College Students Who Abuse Stimulants Seeking Improved Grades, Not ‘High’
In the U.S., significant numbers of young adults enrolled in college (and college-age young adults not enrolled in school) abuse some sort of prescription medication. This form of drug abuse poses a number of risks, including clearly increased odds of developing diagnosable symptoms of drug addiction. In a study published in November 2014 in the journal Addictive Behaviors, a team of researchers from Auburn University investigated the reasons college students abuse prescription substances. The researchers also sought to identify those individuals most likely to abuse a medication while enrolled in college.
Prescription Medication Abuse
Public health officials and researchers use the terms prescription drug abuse, prescription medication abuse and prescription substance abuse to characterize the consumption of any prescription medication in circumstances not approved and monitored by a licensed physician. Some people who participate in this form of substance abuse actually have prescriptions for the medications they consume, but they use those medications in excessive amounts for recreational purposes or in a misguided attempt to gain greater symptom relief. Other people who participate in prescription drug abuse have no prescription for the medication(s) they consume and rely on friends, relatives or (in a fairly small number of cases) drug dealers to provide access.
Three classes of prescription medications are the most likely targets of abuse, the National Institute on Drug Abuse reports: opioid painkillers or pain relievers, stimulant medications prescribed for attention-deficit hyperactivity disorder and certain other ailments, and sedative-hypnotics (a group that includes tranquilizers, many anti-anxiety drugs and most sleeping pills). Opioid substances such as oxycodone, hydrocodone, hydromorphone, fentanyl, meperidine and propoxyphene are abused far more than any other type of prescription medication.

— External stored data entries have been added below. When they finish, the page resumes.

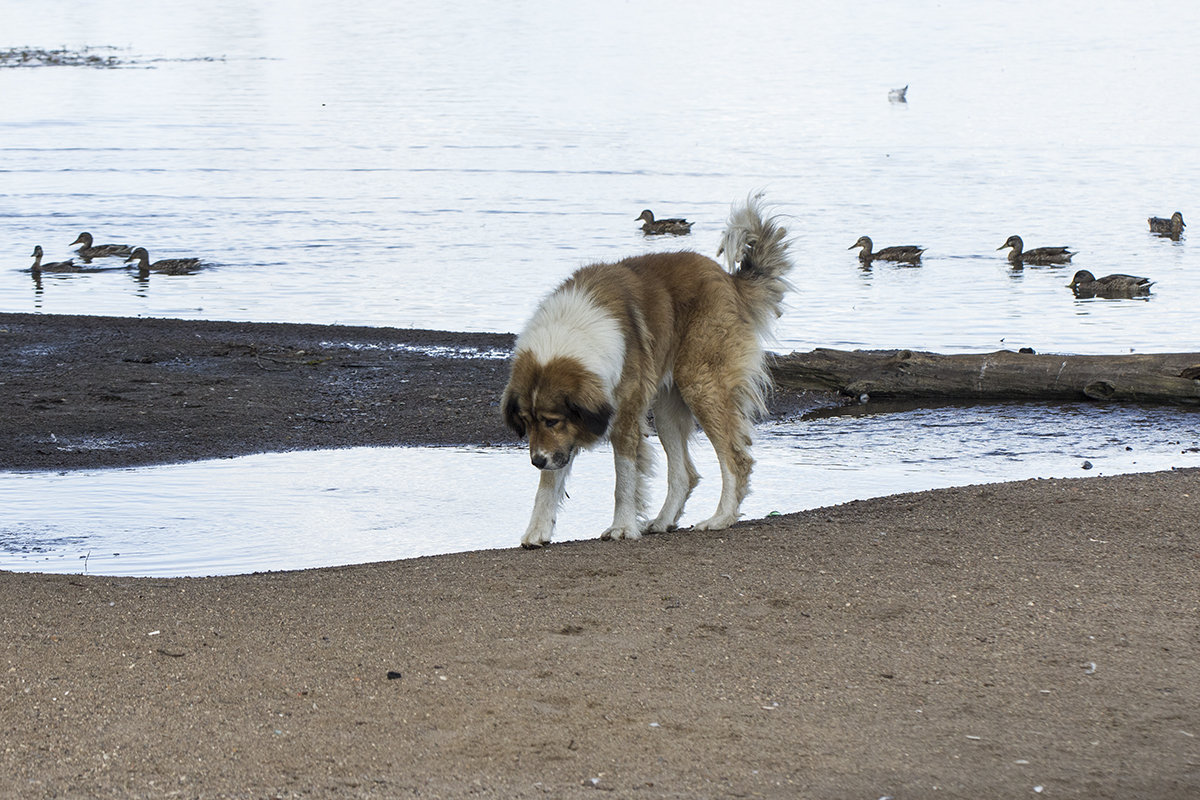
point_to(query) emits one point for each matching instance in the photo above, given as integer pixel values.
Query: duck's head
(1081, 277)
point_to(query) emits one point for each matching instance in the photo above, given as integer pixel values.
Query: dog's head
(561, 405)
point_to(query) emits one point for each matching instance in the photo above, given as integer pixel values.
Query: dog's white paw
(537, 535)
(622, 531)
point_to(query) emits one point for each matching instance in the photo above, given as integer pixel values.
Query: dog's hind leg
(551, 488)
(675, 423)
(730, 433)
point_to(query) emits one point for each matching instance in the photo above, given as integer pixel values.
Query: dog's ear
(511, 410)
(594, 420)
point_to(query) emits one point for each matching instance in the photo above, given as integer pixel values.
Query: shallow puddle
(297, 510)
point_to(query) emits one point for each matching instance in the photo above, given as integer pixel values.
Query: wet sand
(1038, 638)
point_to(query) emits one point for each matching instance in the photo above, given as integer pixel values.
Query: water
(330, 507)
(445, 164)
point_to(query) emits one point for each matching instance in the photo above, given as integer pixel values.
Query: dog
(673, 334)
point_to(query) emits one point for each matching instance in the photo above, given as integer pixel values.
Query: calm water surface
(443, 166)
(328, 507)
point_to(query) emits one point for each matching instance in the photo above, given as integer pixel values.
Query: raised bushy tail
(755, 252)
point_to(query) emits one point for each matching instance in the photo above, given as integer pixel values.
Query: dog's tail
(755, 251)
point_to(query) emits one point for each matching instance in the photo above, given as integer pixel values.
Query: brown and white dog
(670, 332)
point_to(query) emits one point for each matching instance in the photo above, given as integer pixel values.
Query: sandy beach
(1038, 638)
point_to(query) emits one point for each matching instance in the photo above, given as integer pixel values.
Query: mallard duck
(1036, 256)
(910, 253)
(51, 266)
(167, 265)
(654, 227)
(1171, 227)
(1085, 284)
(88, 251)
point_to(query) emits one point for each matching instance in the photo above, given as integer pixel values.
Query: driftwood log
(1002, 376)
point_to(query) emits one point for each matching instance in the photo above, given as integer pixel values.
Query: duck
(653, 227)
(51, 266)
(1036, 256)
(1171, 227)
(167, 265)
(88, 251)
(1085, 284)
(899, 253)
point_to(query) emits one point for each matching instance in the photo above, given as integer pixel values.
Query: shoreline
(1005, 639)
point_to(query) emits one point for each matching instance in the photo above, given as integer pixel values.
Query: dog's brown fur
(689, 347)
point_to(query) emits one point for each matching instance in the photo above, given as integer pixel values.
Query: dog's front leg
(627, 504)
(551, 488)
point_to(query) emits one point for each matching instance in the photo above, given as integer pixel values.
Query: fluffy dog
(670, 332)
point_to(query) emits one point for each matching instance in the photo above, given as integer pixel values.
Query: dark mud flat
(100, 391)
(1027, 639)
(95, 391)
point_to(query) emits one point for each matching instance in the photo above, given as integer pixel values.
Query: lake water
(445, 164)
(313, 509)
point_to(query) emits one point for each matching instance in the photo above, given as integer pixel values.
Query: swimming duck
(51, 266)
(1171, 227)
(1085, 284)
(167, 265)
(653, 227)
(910, 253)
(88, 251)
(1036, 256)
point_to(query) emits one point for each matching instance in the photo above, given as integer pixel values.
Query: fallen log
(1002, 376)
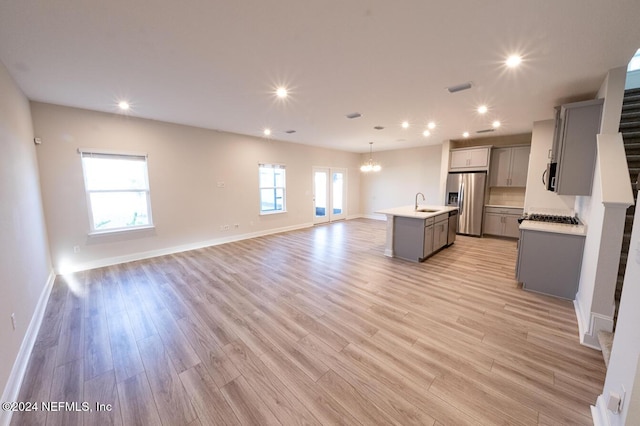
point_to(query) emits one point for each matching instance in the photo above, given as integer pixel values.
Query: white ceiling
(216, 64)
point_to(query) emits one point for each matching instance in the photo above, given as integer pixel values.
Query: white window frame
(146, 190)
(273, 187)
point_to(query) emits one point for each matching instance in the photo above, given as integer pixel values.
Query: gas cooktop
(550, 218)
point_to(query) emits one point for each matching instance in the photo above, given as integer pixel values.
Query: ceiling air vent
(459, 87)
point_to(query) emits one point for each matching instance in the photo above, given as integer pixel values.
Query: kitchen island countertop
(409, 211)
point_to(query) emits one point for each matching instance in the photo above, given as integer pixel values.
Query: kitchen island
(415, 234)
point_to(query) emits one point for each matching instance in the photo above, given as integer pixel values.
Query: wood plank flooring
(312, 327)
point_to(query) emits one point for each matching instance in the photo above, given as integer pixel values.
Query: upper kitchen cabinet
(509, 166)
(469, 159)
(574, 147)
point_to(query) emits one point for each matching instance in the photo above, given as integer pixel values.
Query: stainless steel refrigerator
(466, 191)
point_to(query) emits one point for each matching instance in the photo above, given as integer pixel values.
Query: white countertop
(504, 207)
(560, 228)
(409, 211)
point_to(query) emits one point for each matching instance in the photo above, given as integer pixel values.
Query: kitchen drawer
(505, 210)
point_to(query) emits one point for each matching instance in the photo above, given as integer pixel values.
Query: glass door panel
(320, 195)
(329, 194)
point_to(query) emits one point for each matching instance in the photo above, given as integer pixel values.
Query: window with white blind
(117, 188)
(272, 180)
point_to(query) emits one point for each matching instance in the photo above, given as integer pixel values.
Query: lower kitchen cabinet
(440, 231)
(502, 221)
(550, 262)
(416, 239)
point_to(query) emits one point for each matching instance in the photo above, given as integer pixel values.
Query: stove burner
(568, 220)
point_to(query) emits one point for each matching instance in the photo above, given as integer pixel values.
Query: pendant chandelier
(370, 166)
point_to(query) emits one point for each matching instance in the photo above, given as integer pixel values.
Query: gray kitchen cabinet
(440, 231)
(574, 146)
(502, 221)
(509, 166)
(411, 238)
(550, 262)
(428, 240)
(466, 159)
(416, 239)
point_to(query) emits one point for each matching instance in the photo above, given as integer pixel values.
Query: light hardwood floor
(312, 327)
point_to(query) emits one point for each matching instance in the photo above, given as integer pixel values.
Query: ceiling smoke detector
(460, 87)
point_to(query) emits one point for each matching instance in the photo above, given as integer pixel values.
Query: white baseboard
(12, 388)
(176, 249)
(599, 413)
(589, 331)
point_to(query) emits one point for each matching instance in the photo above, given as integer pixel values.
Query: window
(117, 187)
(272, 188)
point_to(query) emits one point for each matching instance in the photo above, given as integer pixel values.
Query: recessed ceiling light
(281, 92)
(459, 87)
(513, 61)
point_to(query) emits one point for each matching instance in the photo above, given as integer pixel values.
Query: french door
(329, 194)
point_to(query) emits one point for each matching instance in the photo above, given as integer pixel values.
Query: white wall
(537, 197)
(25, 267)
(626, 344)
(604, 214)
(404, 173)
(185, 164)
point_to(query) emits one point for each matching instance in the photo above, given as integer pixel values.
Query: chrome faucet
(423, 199)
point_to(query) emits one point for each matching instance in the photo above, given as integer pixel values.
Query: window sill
(272, 212)
(120, 230)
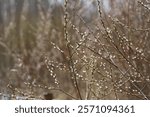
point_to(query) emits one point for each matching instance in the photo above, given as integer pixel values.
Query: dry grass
(73, 53)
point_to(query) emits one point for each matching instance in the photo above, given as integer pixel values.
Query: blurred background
(106, 54)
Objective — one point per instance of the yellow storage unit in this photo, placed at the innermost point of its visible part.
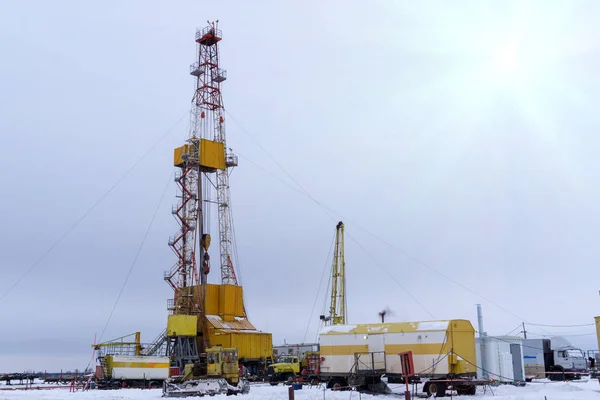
(448, 344)
(182, 325)
(250, 345)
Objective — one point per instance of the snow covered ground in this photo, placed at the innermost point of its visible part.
(532, 391)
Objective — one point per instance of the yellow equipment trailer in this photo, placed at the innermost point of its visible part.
(358, 355)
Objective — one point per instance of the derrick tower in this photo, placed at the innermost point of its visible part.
(203, 155)
(337, 306)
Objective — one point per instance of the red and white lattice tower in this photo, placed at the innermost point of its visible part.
(206, 123)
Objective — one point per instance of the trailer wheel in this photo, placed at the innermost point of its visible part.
(466, 390)
(336, 384)
(559, 374)
(435, 388)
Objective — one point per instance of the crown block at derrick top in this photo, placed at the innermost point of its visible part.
(208, 154)
(182, 325)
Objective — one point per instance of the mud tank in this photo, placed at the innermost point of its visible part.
(443, 354)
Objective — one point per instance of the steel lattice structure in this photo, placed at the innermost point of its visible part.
(206, 122)
(337, 310)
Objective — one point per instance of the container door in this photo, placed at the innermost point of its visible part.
(517, 355)
(377, 350)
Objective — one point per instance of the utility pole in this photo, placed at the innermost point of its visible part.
(482, 342)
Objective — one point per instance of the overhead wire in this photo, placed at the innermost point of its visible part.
(329, 210)
(135, 258)
(89, 211)
(351, 237)
(560, 326)
(392, 277)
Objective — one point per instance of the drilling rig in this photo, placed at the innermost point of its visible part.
(205, 316)
(337, 305)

College and Prescription Medications
A federally sponsored project called the National Study on Drug Use and Health tracks the year-to-year rate of prescription medication abuse among young adults in the typical college age range of 18 to 25. According to the most recent results from this survey (which cover the year 2013), roughly 4.8 percent of all college-age adults across the U.S. abuse some sort of prescription medication in the average month. This is the lowest monthly rate recorded for more than a decade. Still, there are indications that college students abuse prescription medications more often than their age contemporaries not enrolled in college. For example, more than 50 percent of college undergrads with legitimate access to prescription stimulants (frequently abused as “study drugs”) report receiving offers from other students to sell their medications or barter their medications for other goods or services, or report receiving requests from other students to grant access to their medications at no cost.
Why Do College Students Participate?
In the study published in Addictive Behaviors, the Auburn University researchers used information gathered from 128 college undergrads to explore the reasons college students abuse prescription medications. All of these study participants were recruited on National Alcohol Screening Day, a day dedicated to educating people about the risks of excessive drinking and identifying people likely at risk for serious alcohol problems or already affected by serious alcohol problems. In addition to uncovering why college students abuse prescription drugs, the researchers sought to estimate the lifetime and past-year rates for prescription drug abuse on college campuses, in addition to determining which students have the highest chances of partaking in prescription medication abuse.
The researchers concluded that 42 percent of the study participants had abused a prescription drug one or more times in their lives. Almost 30 percent of the participants had abused a prescription drug one or more times in the year prior to the beginning of the study; in addition, roughly 18 percent of the study participants reported involvement in an overlapping pattern of prescription medication abuse and alcohol use or abuse. The No. 1 reason given for abusing a prescription drug was a desire to perform well academically or to achieve other functional goals, not a desire to get “high” or otherwise use a medication recreationally.
The study’s authors concluded that the medications most commonly abused by the participants in the previous year were prescription stimulants. However, they also concluded that the class of medications most commonly abused by the participants over the course of a lifetime was opioid painkillers. Finally, the authors concluded that the participating students who binged on alcohol (rapidly consumed enough alcohol to get legally drunk) reported a 200 percent higher chance of abusing prescription drugs than their peers who didn’t binge drink.